ELK + Palo Alto Networks Part 2 (URL and Custom Logs)

Part 1: https://anderikistan.com/2016/03/26/elk-palo-alto-networks/

To recap part 1 we did the following:

  1. Set up syslog-ng to read in logs from a Palo Alto Networks firewall
  2. Set up some syslog profiles in our profile and forwarded traffic logs
  3. Installed ELK stack and gained the ability to visualize our logs

In our ELK instance we have traffic logs and are able to get a lot of great information including the very cool GeoHash stuff.
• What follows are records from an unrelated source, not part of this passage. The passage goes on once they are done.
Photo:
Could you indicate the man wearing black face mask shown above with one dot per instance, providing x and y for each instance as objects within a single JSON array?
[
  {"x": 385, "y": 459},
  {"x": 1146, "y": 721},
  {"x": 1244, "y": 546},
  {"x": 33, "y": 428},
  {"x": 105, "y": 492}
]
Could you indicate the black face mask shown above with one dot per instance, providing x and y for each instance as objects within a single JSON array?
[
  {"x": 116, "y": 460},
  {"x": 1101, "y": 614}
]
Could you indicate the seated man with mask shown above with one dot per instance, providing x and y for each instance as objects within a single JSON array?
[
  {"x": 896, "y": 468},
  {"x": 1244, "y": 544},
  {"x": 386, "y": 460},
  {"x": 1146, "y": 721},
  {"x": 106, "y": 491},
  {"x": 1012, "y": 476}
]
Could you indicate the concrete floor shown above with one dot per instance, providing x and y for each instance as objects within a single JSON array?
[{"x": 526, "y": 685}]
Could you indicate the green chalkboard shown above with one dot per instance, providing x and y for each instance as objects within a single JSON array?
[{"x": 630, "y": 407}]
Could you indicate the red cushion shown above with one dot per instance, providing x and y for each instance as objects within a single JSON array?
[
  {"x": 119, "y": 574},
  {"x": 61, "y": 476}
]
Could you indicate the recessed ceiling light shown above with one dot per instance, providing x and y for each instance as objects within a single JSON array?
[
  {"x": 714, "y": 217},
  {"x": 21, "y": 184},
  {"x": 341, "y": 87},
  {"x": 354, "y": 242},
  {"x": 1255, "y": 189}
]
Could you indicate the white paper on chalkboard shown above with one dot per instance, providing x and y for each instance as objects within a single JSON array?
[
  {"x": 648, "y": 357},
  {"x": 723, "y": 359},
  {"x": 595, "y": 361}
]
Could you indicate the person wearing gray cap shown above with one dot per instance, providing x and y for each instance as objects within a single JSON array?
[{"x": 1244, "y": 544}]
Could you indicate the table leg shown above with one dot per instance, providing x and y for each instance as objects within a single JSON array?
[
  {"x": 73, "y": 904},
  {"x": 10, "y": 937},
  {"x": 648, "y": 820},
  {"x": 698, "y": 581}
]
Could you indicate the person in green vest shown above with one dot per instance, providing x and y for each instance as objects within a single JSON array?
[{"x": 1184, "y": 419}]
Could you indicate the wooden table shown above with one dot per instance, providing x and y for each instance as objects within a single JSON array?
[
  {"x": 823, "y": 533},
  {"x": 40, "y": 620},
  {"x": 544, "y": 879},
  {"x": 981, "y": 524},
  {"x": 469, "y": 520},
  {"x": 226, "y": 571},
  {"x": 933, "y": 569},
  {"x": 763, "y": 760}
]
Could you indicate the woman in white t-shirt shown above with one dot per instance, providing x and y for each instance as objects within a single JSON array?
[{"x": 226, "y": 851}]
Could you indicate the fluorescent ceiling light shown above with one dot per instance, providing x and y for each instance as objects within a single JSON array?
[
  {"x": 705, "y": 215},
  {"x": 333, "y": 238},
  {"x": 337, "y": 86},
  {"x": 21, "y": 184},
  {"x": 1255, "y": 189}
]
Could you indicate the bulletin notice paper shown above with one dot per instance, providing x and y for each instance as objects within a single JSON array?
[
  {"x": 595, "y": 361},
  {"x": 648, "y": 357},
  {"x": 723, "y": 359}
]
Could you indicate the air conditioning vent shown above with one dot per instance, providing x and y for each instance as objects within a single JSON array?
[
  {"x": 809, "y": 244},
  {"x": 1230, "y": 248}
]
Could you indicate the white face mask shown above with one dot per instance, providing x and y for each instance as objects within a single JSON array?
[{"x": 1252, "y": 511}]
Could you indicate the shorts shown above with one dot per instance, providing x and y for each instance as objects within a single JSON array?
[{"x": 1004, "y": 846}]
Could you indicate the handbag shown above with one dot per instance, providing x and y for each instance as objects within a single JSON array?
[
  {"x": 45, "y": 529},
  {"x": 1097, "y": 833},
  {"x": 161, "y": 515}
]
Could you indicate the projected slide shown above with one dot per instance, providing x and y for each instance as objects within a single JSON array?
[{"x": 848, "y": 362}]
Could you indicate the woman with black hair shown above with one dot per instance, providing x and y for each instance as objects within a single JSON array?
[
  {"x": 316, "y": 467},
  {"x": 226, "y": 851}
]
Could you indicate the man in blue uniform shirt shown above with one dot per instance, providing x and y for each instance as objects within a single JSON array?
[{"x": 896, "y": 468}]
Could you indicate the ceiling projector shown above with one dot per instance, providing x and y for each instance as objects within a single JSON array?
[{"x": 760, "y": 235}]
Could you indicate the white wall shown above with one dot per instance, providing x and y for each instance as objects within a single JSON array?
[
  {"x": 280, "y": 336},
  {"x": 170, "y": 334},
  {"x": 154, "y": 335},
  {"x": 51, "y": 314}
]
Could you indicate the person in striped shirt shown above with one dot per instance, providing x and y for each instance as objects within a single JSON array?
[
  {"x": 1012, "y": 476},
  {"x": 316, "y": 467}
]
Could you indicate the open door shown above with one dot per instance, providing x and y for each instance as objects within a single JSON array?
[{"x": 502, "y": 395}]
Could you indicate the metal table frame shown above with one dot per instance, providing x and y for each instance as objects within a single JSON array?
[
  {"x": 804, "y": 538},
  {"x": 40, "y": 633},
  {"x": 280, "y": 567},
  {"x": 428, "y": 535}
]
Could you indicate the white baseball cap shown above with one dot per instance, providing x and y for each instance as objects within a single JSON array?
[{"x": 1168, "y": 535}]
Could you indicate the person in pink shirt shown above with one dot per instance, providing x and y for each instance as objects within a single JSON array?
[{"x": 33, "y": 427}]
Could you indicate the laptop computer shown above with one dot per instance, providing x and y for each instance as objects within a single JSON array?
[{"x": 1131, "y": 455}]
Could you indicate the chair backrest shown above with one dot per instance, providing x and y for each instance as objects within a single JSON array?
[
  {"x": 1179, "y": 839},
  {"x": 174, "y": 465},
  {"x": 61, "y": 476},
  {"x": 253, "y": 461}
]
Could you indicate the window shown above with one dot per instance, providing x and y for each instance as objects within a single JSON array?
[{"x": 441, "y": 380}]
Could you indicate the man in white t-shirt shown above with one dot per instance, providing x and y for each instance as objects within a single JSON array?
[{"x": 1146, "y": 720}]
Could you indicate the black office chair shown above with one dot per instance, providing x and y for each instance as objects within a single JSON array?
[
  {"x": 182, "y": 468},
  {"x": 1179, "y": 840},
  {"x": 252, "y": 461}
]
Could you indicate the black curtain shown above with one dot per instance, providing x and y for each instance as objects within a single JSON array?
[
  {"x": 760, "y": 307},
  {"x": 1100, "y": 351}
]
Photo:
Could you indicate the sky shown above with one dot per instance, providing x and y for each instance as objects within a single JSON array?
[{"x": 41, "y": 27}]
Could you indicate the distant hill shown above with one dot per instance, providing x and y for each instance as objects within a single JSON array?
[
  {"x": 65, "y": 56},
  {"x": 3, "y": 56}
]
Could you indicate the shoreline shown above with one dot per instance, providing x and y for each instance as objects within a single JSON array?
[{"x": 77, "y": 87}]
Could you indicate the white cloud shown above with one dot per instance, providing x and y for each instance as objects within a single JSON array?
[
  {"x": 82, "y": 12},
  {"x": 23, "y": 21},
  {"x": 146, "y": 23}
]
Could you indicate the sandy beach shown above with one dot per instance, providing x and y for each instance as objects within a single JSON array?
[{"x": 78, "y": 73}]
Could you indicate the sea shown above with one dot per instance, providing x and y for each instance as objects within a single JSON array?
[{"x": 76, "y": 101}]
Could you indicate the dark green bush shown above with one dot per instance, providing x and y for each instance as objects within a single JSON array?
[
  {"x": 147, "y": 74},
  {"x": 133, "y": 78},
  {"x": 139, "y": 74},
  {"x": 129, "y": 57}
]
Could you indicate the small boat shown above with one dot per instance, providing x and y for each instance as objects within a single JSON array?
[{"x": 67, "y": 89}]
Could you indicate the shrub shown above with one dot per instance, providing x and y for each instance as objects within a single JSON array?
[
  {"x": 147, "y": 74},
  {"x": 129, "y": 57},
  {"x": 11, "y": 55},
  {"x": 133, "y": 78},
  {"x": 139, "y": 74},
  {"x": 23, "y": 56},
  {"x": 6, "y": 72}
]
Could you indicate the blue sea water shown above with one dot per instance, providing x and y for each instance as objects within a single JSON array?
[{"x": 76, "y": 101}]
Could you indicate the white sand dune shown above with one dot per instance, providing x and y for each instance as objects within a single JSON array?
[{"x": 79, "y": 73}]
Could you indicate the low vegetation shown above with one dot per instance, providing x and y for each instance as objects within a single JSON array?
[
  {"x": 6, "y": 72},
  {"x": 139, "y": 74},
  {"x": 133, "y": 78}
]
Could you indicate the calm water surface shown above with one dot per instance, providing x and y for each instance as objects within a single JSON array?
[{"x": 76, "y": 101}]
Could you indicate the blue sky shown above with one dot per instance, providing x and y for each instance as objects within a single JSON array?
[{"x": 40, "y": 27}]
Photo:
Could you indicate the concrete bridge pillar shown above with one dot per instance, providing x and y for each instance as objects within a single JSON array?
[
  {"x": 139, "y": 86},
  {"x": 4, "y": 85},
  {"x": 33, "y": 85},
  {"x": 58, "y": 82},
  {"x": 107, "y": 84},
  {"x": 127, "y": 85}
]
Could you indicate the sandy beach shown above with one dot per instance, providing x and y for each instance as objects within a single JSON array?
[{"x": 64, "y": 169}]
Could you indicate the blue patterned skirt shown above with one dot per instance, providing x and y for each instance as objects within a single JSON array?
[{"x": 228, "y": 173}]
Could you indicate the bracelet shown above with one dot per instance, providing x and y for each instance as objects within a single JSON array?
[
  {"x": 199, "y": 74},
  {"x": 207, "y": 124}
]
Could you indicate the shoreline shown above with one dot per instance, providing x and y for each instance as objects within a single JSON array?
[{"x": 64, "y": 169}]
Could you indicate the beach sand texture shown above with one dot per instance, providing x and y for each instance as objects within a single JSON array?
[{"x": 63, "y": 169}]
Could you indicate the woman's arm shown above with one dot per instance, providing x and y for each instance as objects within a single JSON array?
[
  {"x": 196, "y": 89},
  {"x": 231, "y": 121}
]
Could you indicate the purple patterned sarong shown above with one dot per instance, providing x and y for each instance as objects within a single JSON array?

Now we want to take a better look at web traffic and help identify risky users or see what kind of stuff people are doing in our environment. For this tutorial we are going to do the following:

  1. Set up custom threat logs on our Palo Alto Networks firewall
  2. Ensure syslog-ng is working properly with our new syslog feed
  3. Update the Logstash configuration file
  4. Tweak our Elasticsearch index mapping
  5. Build out some visualizations

This tutorial assumes you have gotten through the previous tutorial as we will reference files and techniques discussed previously. Let’s get started

Custom Threat Logs with Palo Alto Networks

Before we do anything let’s create a new syslog object on our firewall. In case you forgot go to Device Tab > Server Profiles > Syslog. Click (+ Add) in the bottom left and use the following options:

  • Name: URLSyslog
  • Syslog Server: The same as your traffic syslog
  • Transport: UDP
  • Port: 514
  • Format: BSD
  • Facility: LOG_LOCAL1

So hopefully you picked up on the threat part of Custom Threat Logs. Palo Alto Networks doesn’t ship URLs in syslogs by default so we have to build our own custom threat log type in order to get the fields we want. To create the custom syslog do the following:

In the popup box click on the box called “Custom Log Format”‘

Here you will be presented with 5 different Log Type options. We will select threat and we will be prompted with another popup box



The beauty of these custom logs is we can refine them down to only what we are able to ingest and index in our ELK deployment. Here we are going grab the source IP, destination IP, app-id, category, and the URL itself. The PAN Firewalls use the $misc field as the URL field. For more detail check out this article:


Now add your newly created URL syslog object to the Log Forwarding object created in the previous tutorial:


Don’t forget to commit the firewall configuration. With this done . Let’s move over to our ELK server and get these logs coming in. Don’t forget to commit the firewall configuration.

Tinker with syslog-ng

To simplify having multiple syslog streams let’s use syslog facilities. Syslog facilities allow syslog-ng to differentiate between what type of logs it is dealing with. We actually did all this work in the previous lesson but maybe a quick review will help. Let’s look at the config file.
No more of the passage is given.